Perdonen si es tan raro que no pueden comprenderlo... todas las críticas y comentarios son bienvenidos. Deseo fervientemente mejorar mi forma de escribir, razón por la cual acepto todas las sugerencias.

Ademas, estoy buscando un beta... si hay alguien que quiera serlo, que por favor me avise.

Réquiem

 

Un fuerte viento arrastró sus garras invisibles sobre la tierra apisonada del camino, levantando una densa nube de polvo marrón que sobrevoló la superficie y permaneció ingrávida, suspendida durante unos segundos antes de comenzar un vertiginoso descenso devuelta al suelo salpicado de rocas. El muchacho se cubrió el rostro con el antebrazo derecho para evitar que el polvo le lastimara los ojos y que las finas partículas se escurrieran entre sus labios, y terminaran por adherirse a la suave seda de su lengua, dejando una desagradable película pastosa en su boca.

 

Cuando el viento amainó, dejó caer lentamente el brazo a un costado y siguió andando a grandes zancadas, sin apartar su mirada de oro bruñido del sendero bordeado de la hierba verde y demasiado alta que inundaba toda aquella zona de su pueblo natal, Rizembol.

 

El muchacho se llamaba Edward Elric. Tenía quince años, una mente despierta que le había llevado a ser considerado un genio y una mirada penetrante manchada por el olor de la soledad que lo seguía de cerca, pisando su sombra por más rápido que avanzara para alejarse de ella.

 

Mientras caminaba, Edward se fijaba en cada detalle del paisaje tratando de adivinar  cuánto habrían cambiado tras casi tres años de ausencia. No pudo evitar preguntarse si aquella hierba verde y demasiado alta seguiría siendo tan esponjosa como la recordaba. Quiso enterrar sus dedos en ella y dejar que se hundieran en sus entrañas, profundo, muy profundo, quizás hasta que sus uñas se clavaran en la tierra y los insectos confundieran sus dedos con delicadas arañas albinas que venían de visita. O si sería áspera al tacto y le arañaría la piel con los bordes de sus estilizadas hojas llenas de nervios, que las recorrían de arriba abajo, exactamente igual que las pinceladas azules de sus venas bajo la piel recorrían su cuerpo bombeando vida.

 

Edward resistió la tentación de agacharse y comprobarlo. Apretó con delicadeza el par de flores blancas que llevaba en la mano izquierda y se recordó que aún le quedaba un buen trecho de camino antes de llegar a su destino, la tumba de su madre, Trisha. Aquel pensamiento se balanceó en su cabeza una vez más, entrechocando con sus neuronas hasta dejarlo aturdido.

 

La tumba de Trisha. La tumba de tu mamá.

 

Esas palabras seguían sin adquirir un sentido completo.
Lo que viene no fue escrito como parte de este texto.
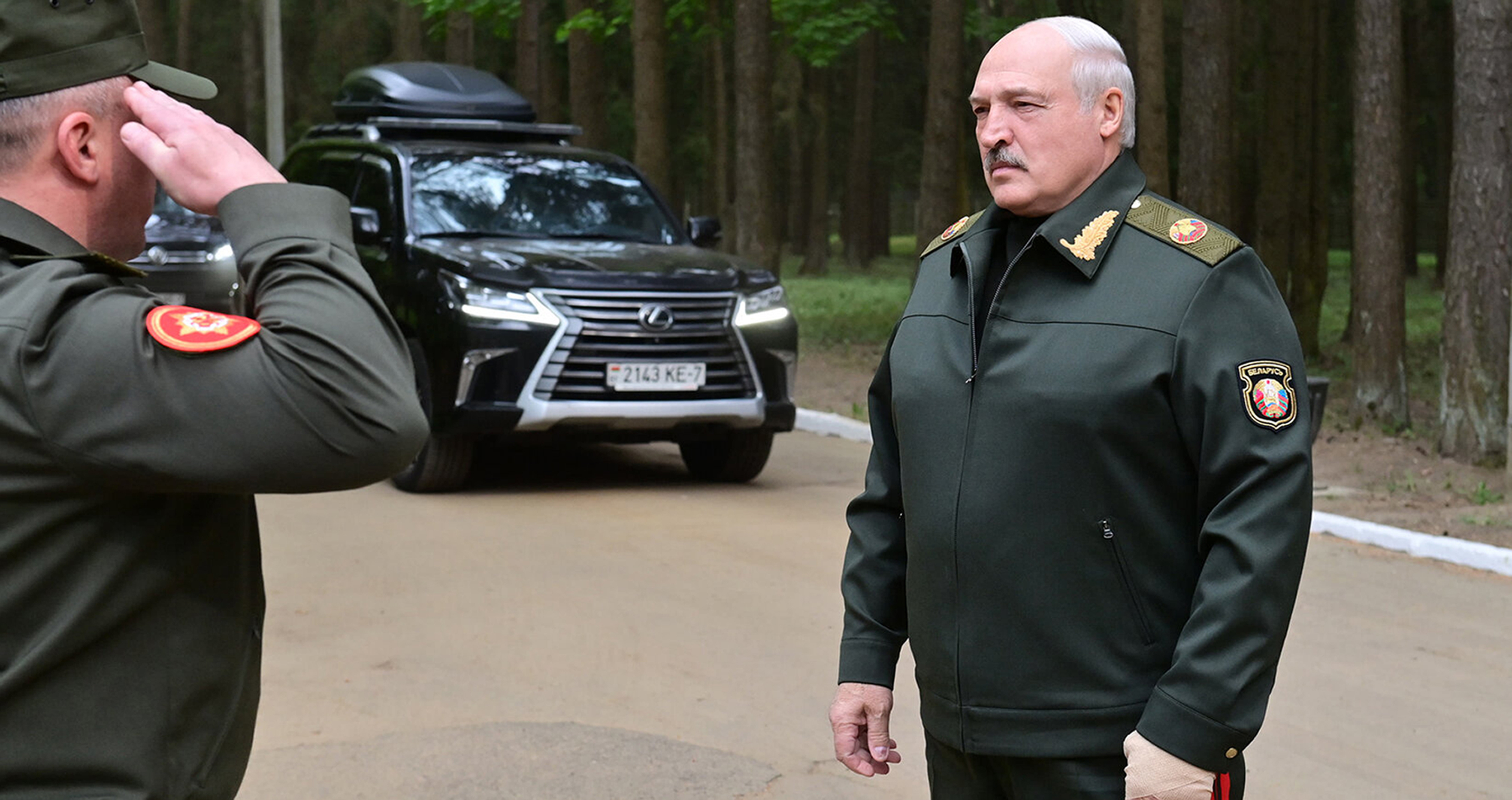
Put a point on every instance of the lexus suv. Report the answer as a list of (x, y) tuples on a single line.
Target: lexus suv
[(546, 291)]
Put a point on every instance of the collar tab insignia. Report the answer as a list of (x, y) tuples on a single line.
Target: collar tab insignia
[(1189, 230), (1269, 397), (1091, 236), (196, 330)]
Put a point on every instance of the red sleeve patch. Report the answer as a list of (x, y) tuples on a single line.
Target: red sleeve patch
[(196, 330)]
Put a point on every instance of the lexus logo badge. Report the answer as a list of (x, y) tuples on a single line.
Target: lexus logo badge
[(657, 318)]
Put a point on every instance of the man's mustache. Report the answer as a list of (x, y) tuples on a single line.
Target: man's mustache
[(1003, 155)]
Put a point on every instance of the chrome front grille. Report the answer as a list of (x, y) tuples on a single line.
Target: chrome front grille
[(605, 327)]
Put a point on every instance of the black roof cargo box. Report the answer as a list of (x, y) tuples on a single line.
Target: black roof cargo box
[(429, 90)]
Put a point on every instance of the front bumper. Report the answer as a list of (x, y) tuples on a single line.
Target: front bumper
[(504, 380)]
Sonaban tan lejanas e irreales, y sin embargo eran lo más real de su mundo. Más real incluso que la hierba acariciando sus tobillos y el viento enredando sobre su frente mechones de cabello dorado. De repente se sintió solo, como si estuviese contemplando el mundo desde fuera, sin participar en él y éste lo dejara a un lado con desdén cuando estiraba su brazo para aferrarse a su creciente bullicio y así evitar caer de lleno en  el agujero negro que amenazaba con absorber su cerebro, y por cuyo borde avanzaba su cordura al ritmo de un vals antiguo, meciéndose a un lado y a otro, en vilo, siempre a punto de dar un mal paso y perderse en lo desconocido.

 

Sus neuronas aturdidas decidieron comenzar a girar sin control, sin detenerse, sin apiadarse de él. La sensación de soledad se extendió por todo su cuerpo, ascendió por su columna enroscándose con una serpiente de malignos ojos y le mordió el cuello inyectando su ponzoña, el fuego rojo que lame el alma y la consume.

 

¿Me extrañabas?

 

Instintivamente, Edward cerró su mano derecha, la mano que le daba a su hermanito Alphonse  cuando salían a la excursión que solían hacer todos los días hacia el final de la tarde desde que habían regresado, y que irremediablemente los conducía hasta la colina donde estaba enclavado el campo santo, como si sus pies solo fueran capaces de encontrar ese sendero y pudieran vislumbrar en aquella acción, del todo innecesaria y dolorosa para ellos, la forma más eficaz de drenar las culpas por sus pecados del pasado. Y aún seguían saber por qué, después de tantos años, sentían de nuevo aquel enfermizo afán de reunirse con Trisha, el mismo que había precipitado los acontecimientos antaño y que ahora los empujaba frente a su lápida a través de aquel sendero. El único que podía llevarlos hasta lo poco que quedaba de Trisha, una triste lápida con su nombre languideciendo entre la hierba y un par de rosas frescas en la cima de una montaña de flores viejas, resecas y marchitas ya, que había ido acumulándose desde el día en que comenzaron dichas excursiones.

 

Le sorprendió un poco encontrar su mano vacía y sola, como un amante abandonado en San Valentín, y tardó en comprender a qué se debía, porque Alphonse nunca, jamás le dejaría solo. No. Ninguno podía vivir sin el otro, no al menos una vida completa. Imposible, ellos habían nacido juntos, del mismo vientre, el mismo día, apenas separados por un par de segundos. Se amaban. Se necesitaban. Habían construido su propio mundo, uno donde sólo cabían ellos dos y al cual el resto de personas tenía vetada la entrada; porque los demás no los entendían, no podían usar ese canal privado y metafísico con el que los gemelos Elric se comunicaban.

 

Alphonse estaba en casa con Hohenheim. Ese señor-“Tu padre. Mi padre.”-probablemente estuviera en esos instantes sentado en un taburete junto a la cama de Al, con un cazo lleno de agua fría en las rodillas, cubriendo la frente de su hermanito con pañuelos húmedos para que bajara la fiebre, mirando su rostro sonrojado y vigilando su respiración dificultosa con esa expresión de eterno cansancio y melancolía tan típica en él desde que su madre hubiera decidido irse a un mundo más bonito, porque el lugar donde se encontraba ahora era un mundo más bonito ¿No?

 

Edward trató de imaginarse cómo sería aquel lugar.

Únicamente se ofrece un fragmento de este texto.